Outside of litigation, the FTC, along with the U.S. Department of Justice (“DOJ”) and the Department of Health and Human Services (the “Agencies”), has launched a major public inquiry into merger and acquisition transactions involving private equity firms, healthcare systems and private payers.

There have also been initiatives at the state level and activity at the federal level relating to the ongoing challenges to the constitutional authority of the FTC (which were discussed in prior posts).

A detailed discussion of these developments is helpful in identifying the specific types of conduct that may give rise to lawsuits alleging antitrust violations by private equity firms and health care systems generally, and also what is likely on the horizon with respect to federal and state initiatives.

What follows is a two-part discussion. This Part I discusses the recent lawsuits involving private equity firms, the lawsuits filed by the FTC and those filed by health care system competitors and purchasers of health care services.

Part II will discuss the public inquiry opened up by the Agencies, along with some state initiatives, and the continuing constitutional challenges to the FTC’s enforcement authority.
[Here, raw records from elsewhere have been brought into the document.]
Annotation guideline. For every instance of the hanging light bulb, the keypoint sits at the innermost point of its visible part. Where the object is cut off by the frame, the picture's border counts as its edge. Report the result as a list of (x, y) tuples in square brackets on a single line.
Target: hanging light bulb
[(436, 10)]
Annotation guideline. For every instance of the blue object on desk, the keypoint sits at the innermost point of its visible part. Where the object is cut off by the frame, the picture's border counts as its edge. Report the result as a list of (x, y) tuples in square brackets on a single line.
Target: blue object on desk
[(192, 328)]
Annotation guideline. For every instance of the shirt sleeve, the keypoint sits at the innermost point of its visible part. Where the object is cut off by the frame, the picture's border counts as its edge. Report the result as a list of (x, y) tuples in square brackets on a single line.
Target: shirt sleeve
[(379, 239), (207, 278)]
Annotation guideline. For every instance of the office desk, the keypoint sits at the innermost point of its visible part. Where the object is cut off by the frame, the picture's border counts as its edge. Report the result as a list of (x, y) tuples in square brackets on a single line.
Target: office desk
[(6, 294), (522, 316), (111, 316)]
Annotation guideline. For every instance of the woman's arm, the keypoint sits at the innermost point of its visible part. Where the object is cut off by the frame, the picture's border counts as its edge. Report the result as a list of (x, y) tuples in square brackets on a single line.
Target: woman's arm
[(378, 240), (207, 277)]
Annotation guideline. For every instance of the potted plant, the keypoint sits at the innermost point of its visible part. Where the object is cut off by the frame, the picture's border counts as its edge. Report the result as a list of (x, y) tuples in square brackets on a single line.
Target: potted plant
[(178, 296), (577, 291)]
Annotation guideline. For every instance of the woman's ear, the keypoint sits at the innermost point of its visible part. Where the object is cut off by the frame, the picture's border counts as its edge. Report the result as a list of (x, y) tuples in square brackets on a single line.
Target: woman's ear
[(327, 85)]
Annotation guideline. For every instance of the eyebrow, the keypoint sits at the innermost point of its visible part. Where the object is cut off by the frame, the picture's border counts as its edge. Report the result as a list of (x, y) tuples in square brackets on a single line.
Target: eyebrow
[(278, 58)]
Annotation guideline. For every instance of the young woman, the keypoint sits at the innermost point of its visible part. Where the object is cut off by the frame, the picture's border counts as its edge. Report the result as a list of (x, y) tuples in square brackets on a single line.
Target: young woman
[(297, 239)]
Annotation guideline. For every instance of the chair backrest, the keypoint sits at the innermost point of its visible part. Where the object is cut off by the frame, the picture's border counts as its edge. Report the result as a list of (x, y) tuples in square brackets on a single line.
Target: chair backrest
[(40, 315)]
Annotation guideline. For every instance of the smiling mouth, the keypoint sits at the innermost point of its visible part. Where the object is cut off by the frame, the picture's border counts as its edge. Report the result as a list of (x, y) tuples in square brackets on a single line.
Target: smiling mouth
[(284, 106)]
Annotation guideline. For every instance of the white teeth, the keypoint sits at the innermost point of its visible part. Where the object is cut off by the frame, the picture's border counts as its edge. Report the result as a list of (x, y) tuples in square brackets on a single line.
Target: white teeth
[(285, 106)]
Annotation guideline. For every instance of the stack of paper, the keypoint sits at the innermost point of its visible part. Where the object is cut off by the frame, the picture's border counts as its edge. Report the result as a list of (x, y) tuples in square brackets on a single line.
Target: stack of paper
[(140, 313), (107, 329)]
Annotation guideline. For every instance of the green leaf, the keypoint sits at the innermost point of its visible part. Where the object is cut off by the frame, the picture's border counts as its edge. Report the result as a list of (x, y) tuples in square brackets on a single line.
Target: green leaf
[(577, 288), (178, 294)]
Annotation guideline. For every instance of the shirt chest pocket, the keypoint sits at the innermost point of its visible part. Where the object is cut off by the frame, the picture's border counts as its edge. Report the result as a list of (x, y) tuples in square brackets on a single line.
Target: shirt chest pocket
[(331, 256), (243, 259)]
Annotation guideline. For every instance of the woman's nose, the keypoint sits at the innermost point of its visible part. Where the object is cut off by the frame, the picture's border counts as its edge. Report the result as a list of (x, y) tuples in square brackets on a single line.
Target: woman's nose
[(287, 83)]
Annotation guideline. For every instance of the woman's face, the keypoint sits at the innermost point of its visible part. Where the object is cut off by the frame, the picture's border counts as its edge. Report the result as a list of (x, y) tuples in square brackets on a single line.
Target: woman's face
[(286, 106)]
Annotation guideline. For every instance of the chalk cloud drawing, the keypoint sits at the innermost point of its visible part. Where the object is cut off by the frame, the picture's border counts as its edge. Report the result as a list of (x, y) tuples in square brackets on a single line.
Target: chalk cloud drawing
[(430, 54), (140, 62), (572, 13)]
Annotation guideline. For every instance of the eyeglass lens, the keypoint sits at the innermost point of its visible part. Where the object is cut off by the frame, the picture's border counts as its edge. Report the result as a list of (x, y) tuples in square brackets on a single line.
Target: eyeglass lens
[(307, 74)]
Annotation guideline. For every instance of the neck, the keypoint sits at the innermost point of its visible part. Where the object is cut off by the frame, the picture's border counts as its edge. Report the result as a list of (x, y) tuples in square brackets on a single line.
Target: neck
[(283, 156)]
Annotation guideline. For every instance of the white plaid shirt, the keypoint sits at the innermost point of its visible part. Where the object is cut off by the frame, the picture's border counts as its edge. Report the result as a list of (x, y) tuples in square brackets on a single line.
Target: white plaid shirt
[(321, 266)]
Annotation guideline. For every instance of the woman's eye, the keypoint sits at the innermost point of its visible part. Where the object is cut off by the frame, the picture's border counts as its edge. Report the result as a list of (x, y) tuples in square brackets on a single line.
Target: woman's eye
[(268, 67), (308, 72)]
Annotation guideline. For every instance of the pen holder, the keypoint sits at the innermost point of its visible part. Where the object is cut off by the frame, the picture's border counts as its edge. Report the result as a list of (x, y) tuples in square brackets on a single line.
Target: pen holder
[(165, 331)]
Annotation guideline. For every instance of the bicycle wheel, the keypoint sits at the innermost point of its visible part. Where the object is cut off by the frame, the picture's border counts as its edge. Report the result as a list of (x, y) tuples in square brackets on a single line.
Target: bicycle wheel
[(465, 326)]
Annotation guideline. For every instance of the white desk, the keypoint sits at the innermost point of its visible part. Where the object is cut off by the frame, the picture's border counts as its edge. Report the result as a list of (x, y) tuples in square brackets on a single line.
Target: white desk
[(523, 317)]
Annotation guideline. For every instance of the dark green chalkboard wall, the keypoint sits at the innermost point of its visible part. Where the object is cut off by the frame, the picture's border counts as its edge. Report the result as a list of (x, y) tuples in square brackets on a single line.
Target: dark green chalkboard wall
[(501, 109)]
Recent Lawsuits Involving Private Equity Firms

State of Colorado v. U.S. Anesthesia Partners of Colorado

In addition to the FTC’s suit against U.S. Anesthesia Partners, Inc. (“USAP”) and the private equity firm Welsh, Carson, Anderson & Stowe (“Welsh Carson”) (discussed in our posts dated September 22, 2023 and November 30, 2023), concerning USAP’s purchase and operation of anesthesia practices in Texas, the Colorado Attorney General (“Colorado AG”) recently sued USAP-Colorado, a wholly-owned subsidiary of USAP, under Colorado’s antitrust law making allegations similar to those made by the FTC in Texas.

In this case, the Colorado AG laid out a detailed fact-pattern under which private equity purchases of physician practices may result in antitrust challenges. The AG alleged that:

  • Welsh Carson identified the Denver-Lakewood-Aurora Metropolitan Statistical Area (“Denver MSA”) as an attractive area to grow its anesthesia business and from its introduction into Colorado, USAP-Colorado charted a course of action intending to become the dominant surgical anesthesia provider group in Colorado, and particularly in the Denver MSA.
  • USAP’s plan was for USAP-Colorado to acquire surgical anesthesia practices and maximize its penetration in the Denver MSA hospital market and then leverage its market size and scale to obtain hospital exclusive contracts which would then allow it to maintain or increase its reimbursement rates from health plans above its competitors in that MSA and elsewhere in Colorado.
  • USAP-Colorado blocked the potential for new lower cost and higher quality competition from its ex-employees by imposing overly onerous noncompete and nonsolicitation burdens on those employees.
  • By 2021, USAP-Colorado had acquired its primary rivals and controlled the two largest hospital systems in Denver and accounted for more than 70% of health plan reimbursements for surgical anesthesia in the Denver MSA.
  • The relevant product market is surgical anesthesia services provided in open-staffing hospitals for inpatient surgical procedures. This product market recognizes the “unique and non-substitutable nature of these procedures compared to anesthesia needs in an office/clinical setting or even in an ASC setting.”
  • Upon USAP-Colorado’s last acquisition, the HHI index for hospital inpatient surgical anesthesia services had risen to 3,000, an increase of nearly 500 points, resulting in the acquisition being presumptively anticompetitive in violation of Colorado antitrust law.
  • There was no valid pro-competitive justification for USAP-Colorado’s exclusionary conduct in the market for hospital inpatient surgical anesthesia services in the Denver MSA.
  • This dominant position allowed USAP-Colorado to successfully retain reimbursement rates from health plans at levels between 30% and 40% higher than any other independent surgical anesthesia group in Denver and statewide.
  • USAP-Colorado’s dominance of the hospital inpatient surgical anesthesia market in the Denver MSA resulted in higher costs to hospitals and higher reimbursement rates from commercial and employer-funded health plans.
  • USAP-Colorado undertook a course of conduct intentionally designed to create and maintain a monopoly in the hospital inpatient surgical anesthesia market in the Denver MSA.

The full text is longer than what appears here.